The mug shot as we know it was developed in the 1880s by Alphonse Bertillon, an anthropologist and chief of the Judicial Identification Service of France. (Early examples exist in the Metropolitan Museum of Art’s permanent collection.) He too saw photography’s potential in policework, but recognized it as an imperfect tool. In Bertillon’s system, photos were always accompanied by a standardized set of biometric information. 

Nearly a century and a half later, the basic framework of Bertillon’s system still shapes law enforcement efforts today. But the lessons that got him there haven’t been passed down in the same way, according to Smith: “What the history of the mug shot demonstrates is that such disciplinary ways of looking had to be learned,” she wrote. “They were crafted, standardized, practiced, and taught. There is nothing transparent about these images or the way they present individuals.”  

A 2019 exhibition at apexart, called “The Criminal Type,” looked at the mug shot through the history of positivist criminology. The field, developed in the late 19th-century, was predicated on the belief that people were born criminals and thus could be identified before breaking the law. Baked into its logic were then-prevalent notions of biological and moral superiority. 

Elizabeth Breiner, the show’s curator (and a member of the group Forensic Architecture), argued in an accompanying text that the mug shot is “part of a larger industry that profits off the humiliation and degradation of those who can often least afford it.
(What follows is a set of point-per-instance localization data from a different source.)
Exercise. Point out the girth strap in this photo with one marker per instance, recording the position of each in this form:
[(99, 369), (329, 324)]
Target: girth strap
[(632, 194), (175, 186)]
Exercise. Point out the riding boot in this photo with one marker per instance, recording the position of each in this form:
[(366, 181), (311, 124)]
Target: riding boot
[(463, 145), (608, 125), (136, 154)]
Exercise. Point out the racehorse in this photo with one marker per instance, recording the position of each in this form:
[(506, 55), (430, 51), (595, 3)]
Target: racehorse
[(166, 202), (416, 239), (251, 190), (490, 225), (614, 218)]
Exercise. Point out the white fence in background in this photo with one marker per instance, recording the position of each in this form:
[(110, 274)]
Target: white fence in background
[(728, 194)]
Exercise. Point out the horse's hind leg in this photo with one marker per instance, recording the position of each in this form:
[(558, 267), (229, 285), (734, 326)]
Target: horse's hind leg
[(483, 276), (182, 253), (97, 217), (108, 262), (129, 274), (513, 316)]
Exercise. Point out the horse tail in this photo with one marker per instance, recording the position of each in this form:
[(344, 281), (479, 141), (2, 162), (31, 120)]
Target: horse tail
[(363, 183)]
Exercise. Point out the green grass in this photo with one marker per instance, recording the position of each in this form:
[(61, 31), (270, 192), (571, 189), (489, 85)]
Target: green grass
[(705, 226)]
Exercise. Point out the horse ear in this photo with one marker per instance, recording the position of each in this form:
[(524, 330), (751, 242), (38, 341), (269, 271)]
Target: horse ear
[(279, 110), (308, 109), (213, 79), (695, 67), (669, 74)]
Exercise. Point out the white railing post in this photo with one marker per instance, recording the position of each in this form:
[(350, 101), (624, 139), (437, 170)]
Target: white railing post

In both cases, the mug shot’s function as a criminological resource has been tainted by its double-life as a form of public entertainment.” 

Former U.S. President Donald Trump’s X post. Photo: Mustafa Ciftci/Anadolu Agency via Getty Images.

This is the ironic lineage into which Trump’s mug shot, and the furor around it, was born. The picture, wrote New York Times critic Vanessa Friedman reminded, “is part of the pageantry of the moment, part of the theater of law. And Mr. Trump is a man who has always understood the power and language of theater. Of putting on a show. Of the way an image can be used for viral communication and opinion-making.” 

With a new line in his arrest record, Trump was also given a photo custom-made for the type of spectacle on which he’s already built a presidential run. The mug shot can be circulated as an image of Trump humbled, humiliated, and brought low, or as an image of Trump the mastermind, brilliantly working the media. Either way, it’s circulating, and that’s a win for him.

Trump has already turned his mug shot into a symbol of rebellion. Not long after he was released on bail, the former president took to X (formerly Twitter, where he was banned until last November) and posted the mug shot atop a caption that read, in all caps: “ELECTION INTERFERENCE / NEVER SURRENDER!” 

In an interview with NPR, Pulitzer Prize-winning photographer David Hume Kennerly said the mug “will be the most published photograph ever taken, no doubt.” But should it be?